Scott Cline: Family business on Christian principles

Scott Cline, a graduate of the Anderson University College of Business, is grateful to Anderson University for a lasting impact made on him personally and in the way he does business. He and his brother Glenn Cline represent the third generation of the business that his grandfather, N.Q. Cline Sr., started. As Cline Hose & Hydraulics continues to grow, they strive to continue doing business based on the Christian principles their grandfather lived by.

Tell me about Cline Hose and Hydraulics.

We’re doing business under a marketing brand called Hosetek.
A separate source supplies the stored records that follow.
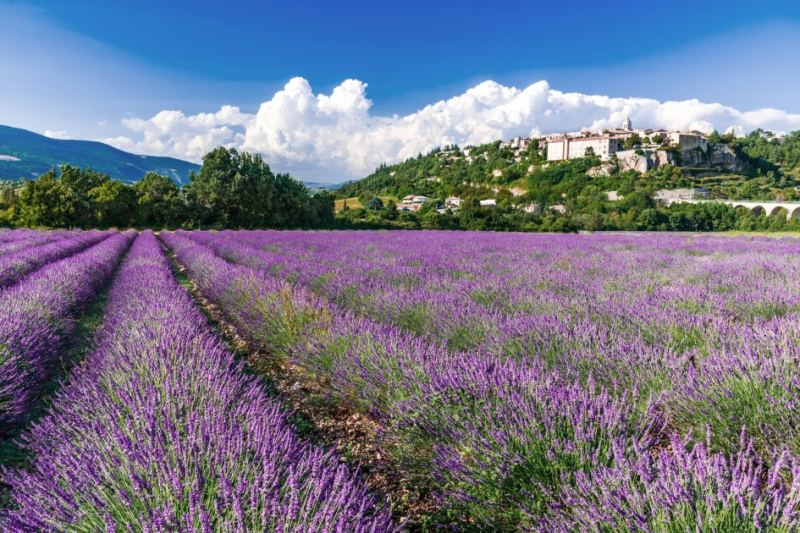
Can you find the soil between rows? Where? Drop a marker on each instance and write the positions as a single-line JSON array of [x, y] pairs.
[[322, 421]]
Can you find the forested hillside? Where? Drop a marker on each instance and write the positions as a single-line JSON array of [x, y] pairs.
[[232, 190], [24, 154], [518, 179]]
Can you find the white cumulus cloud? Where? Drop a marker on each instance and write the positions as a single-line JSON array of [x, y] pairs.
[[334, 137], [62, 135]]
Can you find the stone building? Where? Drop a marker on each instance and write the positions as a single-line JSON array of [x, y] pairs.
[[567, 148]]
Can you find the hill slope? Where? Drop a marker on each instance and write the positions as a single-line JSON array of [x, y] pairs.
[[24, 154]]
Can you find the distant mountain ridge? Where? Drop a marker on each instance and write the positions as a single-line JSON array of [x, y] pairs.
[[24, 154]]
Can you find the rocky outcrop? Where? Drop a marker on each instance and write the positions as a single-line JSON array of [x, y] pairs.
[[716, 156], [630, 160], [603, 170]]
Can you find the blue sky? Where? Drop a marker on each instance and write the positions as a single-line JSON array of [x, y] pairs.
[[104, 70]]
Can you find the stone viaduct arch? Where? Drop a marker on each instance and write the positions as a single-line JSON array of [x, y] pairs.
[[770, 208]]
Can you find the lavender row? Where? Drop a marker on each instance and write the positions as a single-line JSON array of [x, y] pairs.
[[7, 235], [480, 417], [718, 352], [491, 300], [33, 240], [161, 430], [37, 317], [15, 266]]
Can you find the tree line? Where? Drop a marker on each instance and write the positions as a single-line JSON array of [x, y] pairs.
[[232, 190]]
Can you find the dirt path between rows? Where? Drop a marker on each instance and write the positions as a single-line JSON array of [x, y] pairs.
[[325, 422]]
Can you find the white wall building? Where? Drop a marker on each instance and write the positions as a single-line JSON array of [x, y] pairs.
[[687, 141], [566, 148]]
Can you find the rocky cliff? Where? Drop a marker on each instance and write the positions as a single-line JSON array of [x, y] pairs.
[[716, 156]]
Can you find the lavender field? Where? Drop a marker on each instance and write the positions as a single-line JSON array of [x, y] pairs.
[[604, 382]]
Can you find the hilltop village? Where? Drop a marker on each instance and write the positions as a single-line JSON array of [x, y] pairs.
[[608, 179]]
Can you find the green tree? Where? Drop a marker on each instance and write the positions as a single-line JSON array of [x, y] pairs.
[[47, 202], [114, 204], [159, 203], [375, 204]]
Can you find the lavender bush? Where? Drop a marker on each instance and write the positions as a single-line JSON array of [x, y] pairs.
[[161, 431], [14, 266], [511, 369], [37, 317]]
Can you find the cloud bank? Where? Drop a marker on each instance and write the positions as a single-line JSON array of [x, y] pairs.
[[335, 138]]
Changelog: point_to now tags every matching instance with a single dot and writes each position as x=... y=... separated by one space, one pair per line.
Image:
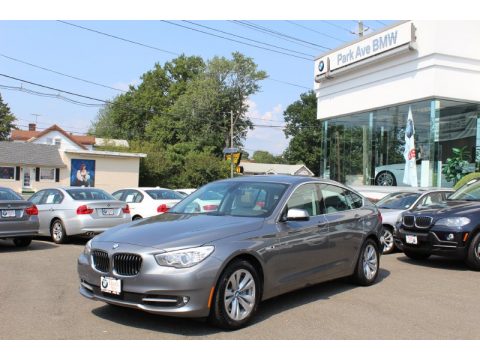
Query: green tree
x=261 y=156
x=6 y=120
x=305 y=132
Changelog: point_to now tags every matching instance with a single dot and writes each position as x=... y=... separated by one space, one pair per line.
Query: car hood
x=170 y=231
x=389 y=216
x=451 y=208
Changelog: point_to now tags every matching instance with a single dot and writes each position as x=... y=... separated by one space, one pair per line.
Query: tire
x=368 y=264
x=234 y=306
x=473 y=255
x=415 y=255
x=22 y=242
x=57 y=232
x=385 y=178
x=389 y=246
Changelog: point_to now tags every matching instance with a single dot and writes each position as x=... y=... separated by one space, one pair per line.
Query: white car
x=185 y=191
x=148 y=201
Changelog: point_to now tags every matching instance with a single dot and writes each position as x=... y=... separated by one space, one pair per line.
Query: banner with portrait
x=82 y=173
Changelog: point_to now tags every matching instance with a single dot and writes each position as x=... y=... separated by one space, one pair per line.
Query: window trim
x=14 y=172
x=46 y=180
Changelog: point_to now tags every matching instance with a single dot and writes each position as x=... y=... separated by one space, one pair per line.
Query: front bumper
x=435 y=242
x=156 y=289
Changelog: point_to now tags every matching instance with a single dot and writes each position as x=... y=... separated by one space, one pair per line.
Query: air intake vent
x=127 y=264
x=100 y=260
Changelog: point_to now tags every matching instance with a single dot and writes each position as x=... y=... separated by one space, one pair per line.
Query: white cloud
x=271 y=138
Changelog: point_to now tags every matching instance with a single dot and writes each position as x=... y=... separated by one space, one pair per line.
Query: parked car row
x=66 y=211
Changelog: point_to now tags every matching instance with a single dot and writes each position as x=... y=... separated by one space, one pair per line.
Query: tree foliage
x=7 y=120
x=305 y=132
x=180 y=117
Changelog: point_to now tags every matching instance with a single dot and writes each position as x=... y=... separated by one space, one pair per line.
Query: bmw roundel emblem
x=321 y=65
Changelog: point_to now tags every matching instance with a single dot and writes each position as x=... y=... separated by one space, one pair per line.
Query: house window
x=7 y=172
x=47 y=174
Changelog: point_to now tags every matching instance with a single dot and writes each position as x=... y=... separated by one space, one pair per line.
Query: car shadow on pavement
x=199 y=327
x=437 y=262
x=7 y=246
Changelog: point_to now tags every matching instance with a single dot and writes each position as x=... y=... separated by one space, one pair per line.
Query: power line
x=237 y=41
x=245 y=38
x=120 y=38
x=59 y=73
x=313 y=30
x=338 y=26
x=259 y=27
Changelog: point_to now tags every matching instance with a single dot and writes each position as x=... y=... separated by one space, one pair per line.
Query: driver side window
x=306 y=198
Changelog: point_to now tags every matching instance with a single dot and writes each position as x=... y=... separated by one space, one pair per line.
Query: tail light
x=32 y=210
x=84 y=210
x=210 y=207
x=162 y=208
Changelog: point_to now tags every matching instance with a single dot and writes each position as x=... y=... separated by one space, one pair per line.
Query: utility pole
x=360 y=28
x=231 y=143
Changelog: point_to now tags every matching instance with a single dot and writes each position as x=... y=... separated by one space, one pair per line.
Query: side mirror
x=297 y=215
God has given us a vision to go and find young men to provide them an opportunity to change their lives for them and their families and allow them to make funds that otherwise they would not be able to make in their career. God has blessed that. We have people in Tennessee, Georgia, North Carolina, Virginia and South Carolina and are still continuing to reach out. It’s been great to see God’s hand at work and being able to follow the vision.

In Numbers it talks about the difference between when God parted the Red Sea and the Egyptians—He parted the Red Sea before they ever touched it. Now, when the Israelites crossed the Jordan into the promised land, they had to step into the water before God parted the waters. That’s what God has been pressing on my heart—you need to step into the water and take my faith and follow me.

Let’s talk about the importance of following Christian business principles.

Our business has changed over the years. Me being a young man and trying to chase after the inevitable career and make the money and support your family and do everything seemed to be the most important thing at the time when I first took over the business with my brother. My mindset has changed, and that’s where God has given us the vision of doing something different. It’s certainly been more heavily a principle now in our business than in years past. He’s always been our CEO, although there have been times I’ve knocked Him off that pedestal and put myself on there as we all do.

How did you first discover Anderson University?

Back when I was graduating from high school in the early 90s I applied at several other schools and Anderson was one of the schools we applied for. I had not had anyone in my family attend Anderson. We just heard good things about Anderson. My Christian walk at that time was not very strong, so it wasn’t something I heard from my church or anything like that. Honestly, the only thing I can say is divine intervention and a lot of other things has given us an insight to apply. For me personally, out of the three schools where I applied, two turned me down. Anderson was the only one that was willing to accept me. Anderson took the reins up and gave me the opportunity that other ones were not willing to do.

I really believe it was a family there. All the people I met with—the teachers, professors and everyone—having that opportunity for them to pour into me in a small setting is what kept me at Anderson. I was like “I don’t want to leave here.” That’s what got me there and what kept me at Anderson and why I look so fondly back on my time there of what they did to pour into me. The professors and all the different programs they had at the school as well as the chapel program that really started getting me indoctrinated more in my Christian walk—those are the things I fondly remember at Anderson.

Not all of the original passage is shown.